I couldn't understand why there were no alarms on MCS, while third node was not reachable via ssh and no services were running And I don't even know what caused that behaviour.
How to do RCA of such issue.
Could you please share more details about your environment and version of MapR you are on first?
I am running 3 node MapR v5.2 Community edition cluster deployed using AWS Cloudformation service available in AWS MapR maprketplace.
Sagar Sonawane Hello Sagar. You seem to be hitting quite a few quirky issues with MapR on AWS :-). The earlier thread, if I remember correctly, was surrounding the heart-beating issue, correct? And now, this.
Which makes me doubt something at the connectivity level - either between the nodes in the cluster, or between your client and AWS instances itself. Frankly, not sure where to start.
james sun Any thoughts on these kind of behaviors on the AWS marketplace?
Hello Mufeed Usman. Yes, you correctly mentioned. Actually I found couple of more issues and was thinking of posting it separately but since the context is set here, so I will post my experience here itself.
This is my 3 nodes MapR Cluster, yes there is no typo here it's actually a 3 nodes cluster.
Here is the activity log from autoscaling group:
Now there is a catch too, we have some script to stop-start the cluster every night/weekends to save bucks. But, this cluster was skipped based on some tags we add while creating instance. But, when autoscaling services "terminated" that instance and launched new, that instance was not having those tags, security group etc. see below for reasons:
Well, when I saw this mess on Monday, I did following steps:
1. Removed terminated nodes from cluster using "Remove node" action in MCS
2. Verified if cluster is OK with data ingested till that time, using volumes page in MCS
Then I saw something whose screenshot is not with me, since state has changed now. What I saw was, MaprMonitoring packages are vanished along with my data in ES, since default dbpath for ES is local disk and not MapR-FS.
Then, I did installed MaprMonitoring as per documentation. I thought everything is Ok. But then when I saw "services" section on MCS, following services were in in-correct state:
It clearly tell us that post-autoscaling workflow did not bring cluster node in it's previous stable state or it doesn't configured in that way. There is some "void" in bootstrapping scripts. Ideally, it should have queries CLDB or Zookeeper regarding that previous services/roles of that node and then installed packages accordingly before running configure.sh.
Then, I tried starting Nodemanager service on all nodes but it failed when I checked warden logs it says it is dependent on resourcemanager. Then, I used maprcli to start resourcemanager on every node and i got error saying it is not configured on node, from which I deduced that "Resourcemanager" service must be running on terminated node. So, I have installed "mapr-historyserver mapr-jobtracker mapr-resourcemanager" on other node. Then I saw MCS as below:
Then, I thought mapr-jobtracker package cause "classic MapReduce" tab, which was needed as per my current req and earlier config. So, I removed that package.
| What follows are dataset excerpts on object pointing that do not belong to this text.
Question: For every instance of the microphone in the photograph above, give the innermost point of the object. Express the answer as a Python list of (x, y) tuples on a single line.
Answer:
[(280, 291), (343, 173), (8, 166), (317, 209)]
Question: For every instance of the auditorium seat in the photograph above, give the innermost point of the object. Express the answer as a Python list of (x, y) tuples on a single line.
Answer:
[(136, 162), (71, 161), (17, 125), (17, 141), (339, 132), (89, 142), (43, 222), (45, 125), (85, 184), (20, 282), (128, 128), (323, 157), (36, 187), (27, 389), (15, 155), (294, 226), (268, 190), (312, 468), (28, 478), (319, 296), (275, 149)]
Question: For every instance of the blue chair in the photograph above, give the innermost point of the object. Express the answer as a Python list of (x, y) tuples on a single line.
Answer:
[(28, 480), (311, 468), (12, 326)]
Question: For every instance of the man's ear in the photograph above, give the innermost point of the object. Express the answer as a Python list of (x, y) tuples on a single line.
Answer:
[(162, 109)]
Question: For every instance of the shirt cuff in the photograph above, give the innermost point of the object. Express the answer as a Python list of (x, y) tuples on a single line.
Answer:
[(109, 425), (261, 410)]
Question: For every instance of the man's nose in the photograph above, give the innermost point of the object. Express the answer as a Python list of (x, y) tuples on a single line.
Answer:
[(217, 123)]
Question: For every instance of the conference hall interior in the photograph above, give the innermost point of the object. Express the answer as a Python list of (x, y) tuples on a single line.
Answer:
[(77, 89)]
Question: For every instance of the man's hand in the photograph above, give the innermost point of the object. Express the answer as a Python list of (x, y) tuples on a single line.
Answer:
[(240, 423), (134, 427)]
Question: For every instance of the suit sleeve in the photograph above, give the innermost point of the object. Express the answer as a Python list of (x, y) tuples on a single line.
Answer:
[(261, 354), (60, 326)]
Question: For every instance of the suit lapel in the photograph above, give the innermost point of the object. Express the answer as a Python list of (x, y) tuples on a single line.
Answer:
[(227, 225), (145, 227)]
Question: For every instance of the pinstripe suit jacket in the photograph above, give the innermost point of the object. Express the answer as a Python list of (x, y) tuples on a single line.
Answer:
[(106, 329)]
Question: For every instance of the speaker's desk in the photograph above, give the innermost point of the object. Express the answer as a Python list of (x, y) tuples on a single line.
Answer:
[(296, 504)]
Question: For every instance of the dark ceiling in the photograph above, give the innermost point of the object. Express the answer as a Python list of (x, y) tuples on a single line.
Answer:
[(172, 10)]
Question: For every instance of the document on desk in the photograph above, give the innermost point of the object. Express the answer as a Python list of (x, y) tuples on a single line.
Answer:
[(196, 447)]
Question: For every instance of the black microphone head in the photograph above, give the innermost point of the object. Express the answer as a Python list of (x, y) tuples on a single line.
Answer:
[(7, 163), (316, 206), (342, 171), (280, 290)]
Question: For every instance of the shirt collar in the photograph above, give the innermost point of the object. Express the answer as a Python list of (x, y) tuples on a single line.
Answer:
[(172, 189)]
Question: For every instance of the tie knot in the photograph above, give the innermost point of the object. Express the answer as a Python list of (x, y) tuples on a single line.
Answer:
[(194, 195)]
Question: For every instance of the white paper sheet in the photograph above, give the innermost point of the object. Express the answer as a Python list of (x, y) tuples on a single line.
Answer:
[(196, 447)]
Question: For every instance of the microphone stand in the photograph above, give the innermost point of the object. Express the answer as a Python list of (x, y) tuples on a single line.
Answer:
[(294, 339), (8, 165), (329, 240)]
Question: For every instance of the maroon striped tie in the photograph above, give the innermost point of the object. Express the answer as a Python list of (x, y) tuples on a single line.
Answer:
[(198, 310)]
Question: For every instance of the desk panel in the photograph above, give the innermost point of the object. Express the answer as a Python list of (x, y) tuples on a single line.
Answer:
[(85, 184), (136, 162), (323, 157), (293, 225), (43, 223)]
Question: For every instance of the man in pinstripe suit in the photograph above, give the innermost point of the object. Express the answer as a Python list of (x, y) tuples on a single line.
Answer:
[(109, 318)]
Then, my current state of cluster is as below:
If you see, its pretty much expected state except "1" failed count for NFS Gateway. It is because I am using Community edition and it grants only "1" NFS Gateway which is already running on 10-222-20-100. But, when autoscaling service launched new instance, it configured that service on node and hence conflict arise.
In all, here are few things needs to be noted:
1. I did not understood, what causes "instance reachability failure", which triggered autoscaling
2. We must correct bootstrapping scripts in markeplace offering, which will correctly identify nodes state i.e. being freshly deployed via cloudformation or being deployed via autoscaling
3. I was surprised, about data being retained in Mapr-FS and glad to know how resilient it is
Please let me know, your thoughts about whole story ( I know its lengthy, but needed to convey whole experience )
Thanks for patience.
Thank you Sagar for the detailed description.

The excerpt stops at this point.